This week President Bush meets in Monterrey, Mexico with 50 other heads of state to discuss financing for Third World development. Last week, the president announced that he would ask the US Congress to set aside US$5 billion for a special development aid fund. This aid will be on top of the 10 percent increase in bilateral foreign assistance the White House has asked for in its new budget and a proposed 18 percent increase in US donations to the low-income loan fund at the World Bank.
The Bush plan is a callous, cynical attempt to make headlines and avoid international criticism in Monterrey. The funds the president has put on the table are a drop in the bucket compared with what's really needed. More important, Bush's gesture shortchanges the poor and it shortchanges the current war on terrorism, denying the US and its allies a major weapon in their fight against Bush's "evil doers" and the poverty that breeds them.
To his credit, Bush has proposed more aid money than his predecessor Bill Clinton ever did and Bush is doing more than any of his liberal critics ever expected. The multibillion dollar increases in bilateral and multilateral aid are not chicken feed. They just aren't enough.
The numbers only sound big. The new US$5 billion chunk of change is spread out over three years and doesn't start until fiscal year 2004. That's only US$1.7 billion dollars per year, which works out to be about one half of one percent of the likely growth of the US economy in those years.
This is hardly a big sacrifice on the part of American taxpayers. The proposed increased contributions to the World Bank are contingent on meeting controversial performance indicators and thus the funds may never materialize. And even when taken at face value, the administration's proposed combined increases in foreign aid will still give the world's poor less, as a portion of America's income, than any other industrial nation.
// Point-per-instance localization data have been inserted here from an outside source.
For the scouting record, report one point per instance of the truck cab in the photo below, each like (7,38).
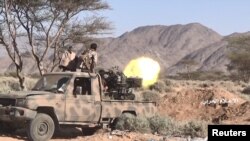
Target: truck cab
(65,98)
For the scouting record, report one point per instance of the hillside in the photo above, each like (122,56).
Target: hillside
(169,45)
(165,44)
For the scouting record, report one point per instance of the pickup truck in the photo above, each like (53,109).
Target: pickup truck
(65,98)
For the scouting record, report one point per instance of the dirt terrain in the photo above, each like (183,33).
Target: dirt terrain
(211,103)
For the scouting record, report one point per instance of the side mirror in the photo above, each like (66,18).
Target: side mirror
(78,90)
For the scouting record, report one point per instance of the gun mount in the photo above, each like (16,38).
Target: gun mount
(119,87)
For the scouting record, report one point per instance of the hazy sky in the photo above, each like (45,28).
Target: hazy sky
(223,16)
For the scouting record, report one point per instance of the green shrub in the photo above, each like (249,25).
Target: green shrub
(195,129)
(164,126)
(246,90)
(132,123)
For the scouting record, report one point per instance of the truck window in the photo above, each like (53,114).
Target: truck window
(82,86)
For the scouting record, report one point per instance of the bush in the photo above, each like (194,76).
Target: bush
(246,90)
(130,122)
(150,96)
(164,126)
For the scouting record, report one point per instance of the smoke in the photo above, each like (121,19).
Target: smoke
(145,68)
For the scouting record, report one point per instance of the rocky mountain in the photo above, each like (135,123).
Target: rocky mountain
(169,45)
(165,44)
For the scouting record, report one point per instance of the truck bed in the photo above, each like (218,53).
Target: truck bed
(114,108)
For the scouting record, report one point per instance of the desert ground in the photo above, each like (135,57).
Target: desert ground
(184,101)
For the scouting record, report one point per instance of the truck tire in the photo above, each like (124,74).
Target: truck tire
(88,131)
(41,128)
(7,127)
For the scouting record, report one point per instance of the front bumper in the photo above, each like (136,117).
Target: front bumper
(11,113)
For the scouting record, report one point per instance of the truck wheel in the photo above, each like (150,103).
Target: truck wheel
(41,128)
(88,131)
(7,127)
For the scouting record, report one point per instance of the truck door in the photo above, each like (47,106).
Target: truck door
(81,104)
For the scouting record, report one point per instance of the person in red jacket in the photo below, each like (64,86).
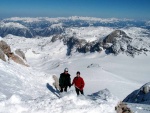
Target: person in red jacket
(78,82)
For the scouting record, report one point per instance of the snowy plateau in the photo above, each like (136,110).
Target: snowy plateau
(111,71)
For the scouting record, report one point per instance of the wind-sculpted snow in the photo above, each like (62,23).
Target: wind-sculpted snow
(24,90)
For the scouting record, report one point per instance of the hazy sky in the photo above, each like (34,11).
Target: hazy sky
(135,9)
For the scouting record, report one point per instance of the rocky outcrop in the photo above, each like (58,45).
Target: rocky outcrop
(5,47)
(122,108)
(116,35)
(141,95)
(81,45)
(20,53)
(6,50)
(120,42)
(16,59)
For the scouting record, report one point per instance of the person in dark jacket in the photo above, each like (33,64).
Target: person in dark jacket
(78,82)
(64,80)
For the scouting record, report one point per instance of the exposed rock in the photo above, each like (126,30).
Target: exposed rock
(120,42)
(16,59)
(56,37)
(2,55)
(5,47)
(122,108)
(20,53)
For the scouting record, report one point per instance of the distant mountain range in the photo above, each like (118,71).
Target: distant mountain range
(44,27)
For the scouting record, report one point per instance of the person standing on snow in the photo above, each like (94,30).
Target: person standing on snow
(64,80)
(78,82)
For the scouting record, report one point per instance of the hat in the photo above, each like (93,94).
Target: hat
(66,69)
(78,72)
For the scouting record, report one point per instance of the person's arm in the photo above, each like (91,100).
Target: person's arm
(82,84)
(73,82)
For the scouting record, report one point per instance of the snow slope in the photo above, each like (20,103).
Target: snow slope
(30,89)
More important, the president's proposal falls woefully short of the need. The World Bank estimates that foreign aid from all sources will have to increase by US$50 billion dollars a year if there is to be any hope of cutting in half the number of people who currently live on a dollar a day by 2015. Surely the US can afford to contribute more than an additional US$2 billion a year toward that total. If only because its in America's and the world's self interest.
Per capita income has not increased in Africa since the nineteen sixties. Is it any wonder that there is a civil war in the Congo, that there has been genocide in Rwanda and that terrorist-harboring regimes have emerged in Somalia and Sudan. Africa is a swamp that is breeding the next generation of terrorists. And the only way to drain that swamp is to reduce poverty.
President Bush says that trade and foreign investment are the best way to help people help themselves. He's right. And governments in Europe and Japan agree with him. But the vast majority of foreign investment flowing to developing countries goes to a handful of nations, principally China. Chad could clean up its act and still not attract or retain much investment simply because its too small, too remote and too poor. Similarly, the 49 least-developed countries -- those nations at the center of the foreign aid debate -- exported only US$19 billion in merchandise and non-oil commodities in 2000. More trade would help them, but its no panacea because their export base is so small.